Just because Wendy doesn’t ultimately end up with Marcus doesn’t mean she deconstructs the MPDG trope. Even after the two have gone their separate ways (Wendy stays in New York and Marcus goes home to have his surgery) she still — even on her own, miles way — somehow exists to benefit him. At the climax of the film, Marcus discovers that Wendy sold her guitar. But after she hears a recording Marcus took of her playing it, she decides to steal it back from the shop she sold it to and send him a flirty recording to make him feel better about the future. It doesn’t matter that she tacks on the line, “Maybe that’s the point — you know, that reality never really matches your expectations,” because not a single part of her character development agreed with this sentiment across the entire movie. In actuality, she goes beyond every one of his expectations even without becoming his full-time girlfriend, failing to ever develop a personality that’s her own. She’s nothing more than a male fantasy. She didn’t have to be.

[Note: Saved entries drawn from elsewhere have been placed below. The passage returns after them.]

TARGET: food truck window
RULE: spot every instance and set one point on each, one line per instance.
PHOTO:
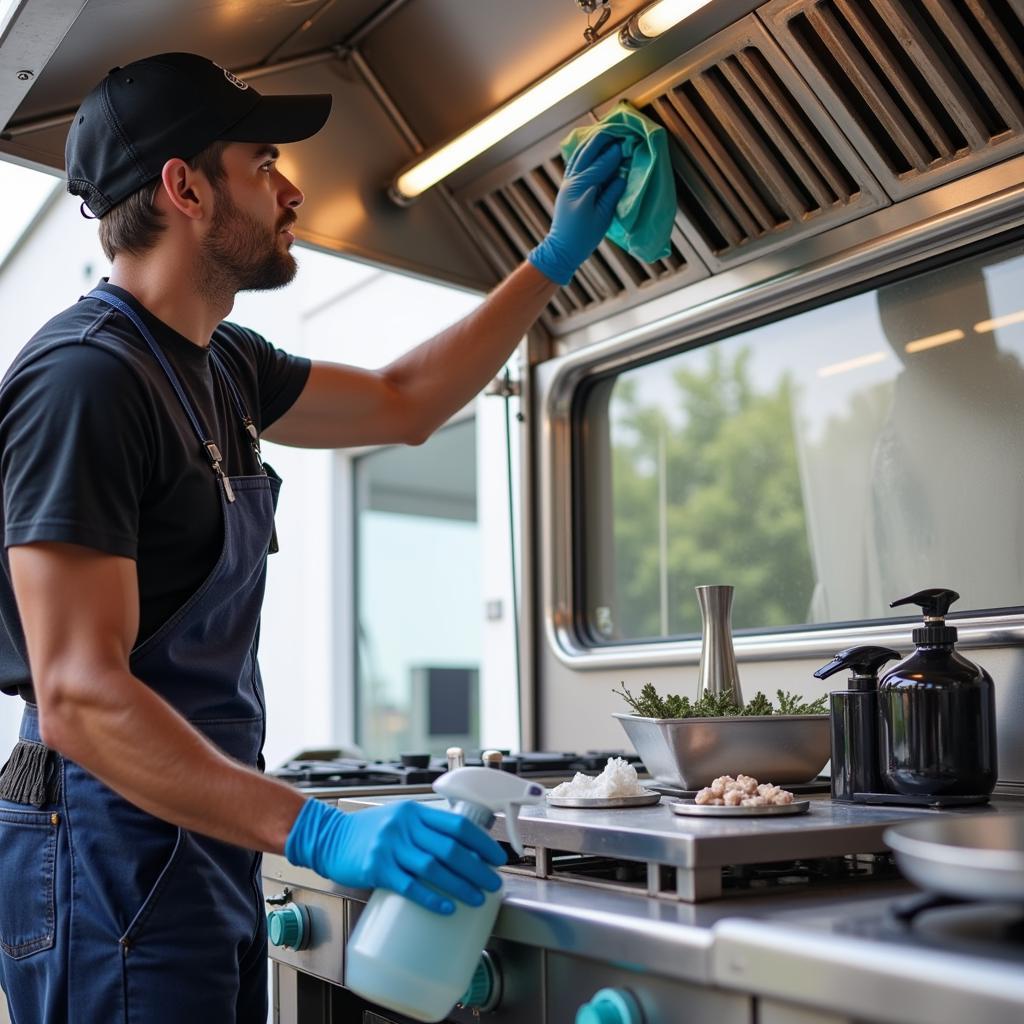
(823, 465)
(418, 595)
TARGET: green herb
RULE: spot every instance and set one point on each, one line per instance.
(651, 705)
(760, 705)
(791, 704)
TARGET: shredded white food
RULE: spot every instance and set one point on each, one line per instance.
(617, 779)
(742, 792)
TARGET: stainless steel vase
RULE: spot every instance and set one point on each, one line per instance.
(718, 659)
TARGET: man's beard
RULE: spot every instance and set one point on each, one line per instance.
(241, 253)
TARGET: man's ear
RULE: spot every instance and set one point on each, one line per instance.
(185, 189)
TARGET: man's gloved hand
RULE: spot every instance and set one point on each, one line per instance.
(584, 208)
(428, 855)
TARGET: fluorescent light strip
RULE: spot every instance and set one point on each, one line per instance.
(592, 62)
(934, 340)
(993, 325)
(855, 364)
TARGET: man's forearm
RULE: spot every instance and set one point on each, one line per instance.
(126, 735)
(441, 375)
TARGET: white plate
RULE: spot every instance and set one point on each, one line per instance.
(721, 811)
(644, 799)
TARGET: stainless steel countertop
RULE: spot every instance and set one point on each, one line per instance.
(772, 942)
(664, 937)
(655, 835)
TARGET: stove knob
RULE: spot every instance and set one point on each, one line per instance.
(289, 927)
(610, 1006)
(484, 990)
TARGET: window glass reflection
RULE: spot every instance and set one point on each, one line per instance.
(823, 465)
(418, 596)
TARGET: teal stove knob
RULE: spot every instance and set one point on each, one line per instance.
(288, 927)
(610, 1006)
(484, 990)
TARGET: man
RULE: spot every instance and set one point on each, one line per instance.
(137, 519)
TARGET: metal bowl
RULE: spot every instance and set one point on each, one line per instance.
(690, 753)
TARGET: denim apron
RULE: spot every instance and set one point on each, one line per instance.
(108, 913)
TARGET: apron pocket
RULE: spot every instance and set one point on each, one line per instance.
(28, 842)
(153, 897)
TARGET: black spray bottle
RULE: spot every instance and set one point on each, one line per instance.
(854, 721)
(937, 713)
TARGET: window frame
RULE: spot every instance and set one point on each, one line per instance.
(890, 245)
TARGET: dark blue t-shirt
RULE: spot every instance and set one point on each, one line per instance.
(96, 450)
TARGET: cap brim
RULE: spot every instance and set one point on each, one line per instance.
(282, 119)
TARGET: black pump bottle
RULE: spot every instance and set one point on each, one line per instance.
(937, 712)
(854, 720)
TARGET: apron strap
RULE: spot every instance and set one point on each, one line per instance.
(209, 445)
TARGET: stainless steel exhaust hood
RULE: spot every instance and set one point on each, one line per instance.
(785, 119)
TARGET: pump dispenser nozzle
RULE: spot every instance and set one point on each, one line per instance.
(935, 602)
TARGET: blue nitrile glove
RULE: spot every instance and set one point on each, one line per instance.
(428, 855)
(584, 208)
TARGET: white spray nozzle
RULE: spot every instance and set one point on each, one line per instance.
(497, 791)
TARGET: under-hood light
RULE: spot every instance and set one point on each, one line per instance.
(584, 68)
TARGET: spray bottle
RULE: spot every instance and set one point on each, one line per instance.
(419, 963)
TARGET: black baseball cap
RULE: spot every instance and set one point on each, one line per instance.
(172, 104)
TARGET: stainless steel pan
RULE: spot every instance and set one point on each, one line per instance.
(978, 856)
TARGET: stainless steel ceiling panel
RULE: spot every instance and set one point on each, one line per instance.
(334, 22)
(237, 34)
(928, 92)
(758, 160)
(42, 151)
(344, 171)
(32, 32)
(446, 64)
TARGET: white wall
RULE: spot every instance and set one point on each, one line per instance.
(335, 309)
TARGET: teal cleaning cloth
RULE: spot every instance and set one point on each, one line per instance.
(642, 224)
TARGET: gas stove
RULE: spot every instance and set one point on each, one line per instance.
(786, 920)
(326, 777)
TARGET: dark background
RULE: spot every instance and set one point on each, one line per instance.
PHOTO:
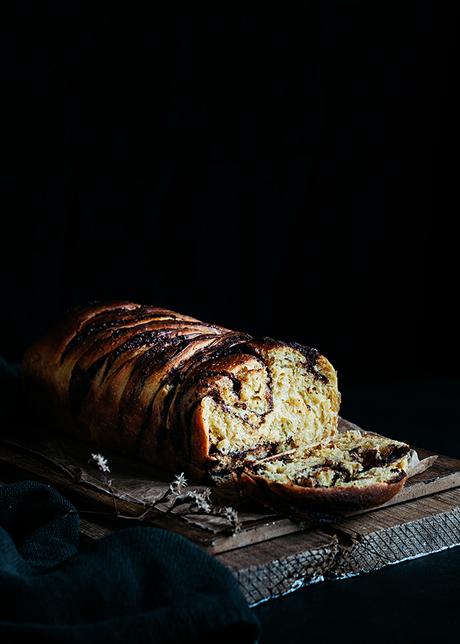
(289, 169)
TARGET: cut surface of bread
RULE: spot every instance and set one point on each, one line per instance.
(351, 471)
(182, 394)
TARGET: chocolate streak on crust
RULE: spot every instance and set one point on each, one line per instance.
(146, 366)
(163, 382)
(311, 355)
(185, 378)
(81, 378)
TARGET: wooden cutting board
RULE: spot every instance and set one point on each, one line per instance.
(272, 555)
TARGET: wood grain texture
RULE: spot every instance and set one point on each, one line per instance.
(273, 555)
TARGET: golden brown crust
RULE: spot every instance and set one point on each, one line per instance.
(136, 378)
(328, 500)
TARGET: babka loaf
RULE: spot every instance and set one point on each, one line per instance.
(185, 395)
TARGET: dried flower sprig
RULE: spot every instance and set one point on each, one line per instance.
(185, 502)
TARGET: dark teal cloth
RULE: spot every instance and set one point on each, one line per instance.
(138, 585)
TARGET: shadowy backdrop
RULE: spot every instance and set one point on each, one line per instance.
(289, 169)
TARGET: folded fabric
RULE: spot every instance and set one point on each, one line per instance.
(138, 585)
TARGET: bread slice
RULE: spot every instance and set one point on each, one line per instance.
(349, 472)
(183, 394)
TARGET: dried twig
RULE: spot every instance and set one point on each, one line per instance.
(185, 502)
(274, 457)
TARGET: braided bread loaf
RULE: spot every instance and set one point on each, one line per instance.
(182, 394)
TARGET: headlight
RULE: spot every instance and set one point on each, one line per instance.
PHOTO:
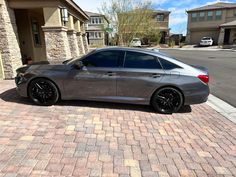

The Ultimate Playlist of Noise might be decently produced and acted, but it’s hard to suspend disbelief and feel that Wendy could be real, even inside such an implausible plot. Rather than existing as a female character who’s interesting and complex, she’s simply an edgier version of a sexist trope that should have died long ago.
Wendy is deeply unrelatable. And because of this, The Ultimate Playlist of Noise falls flat.
The Ultimate Playlist of Noise is now streaming on Hulu.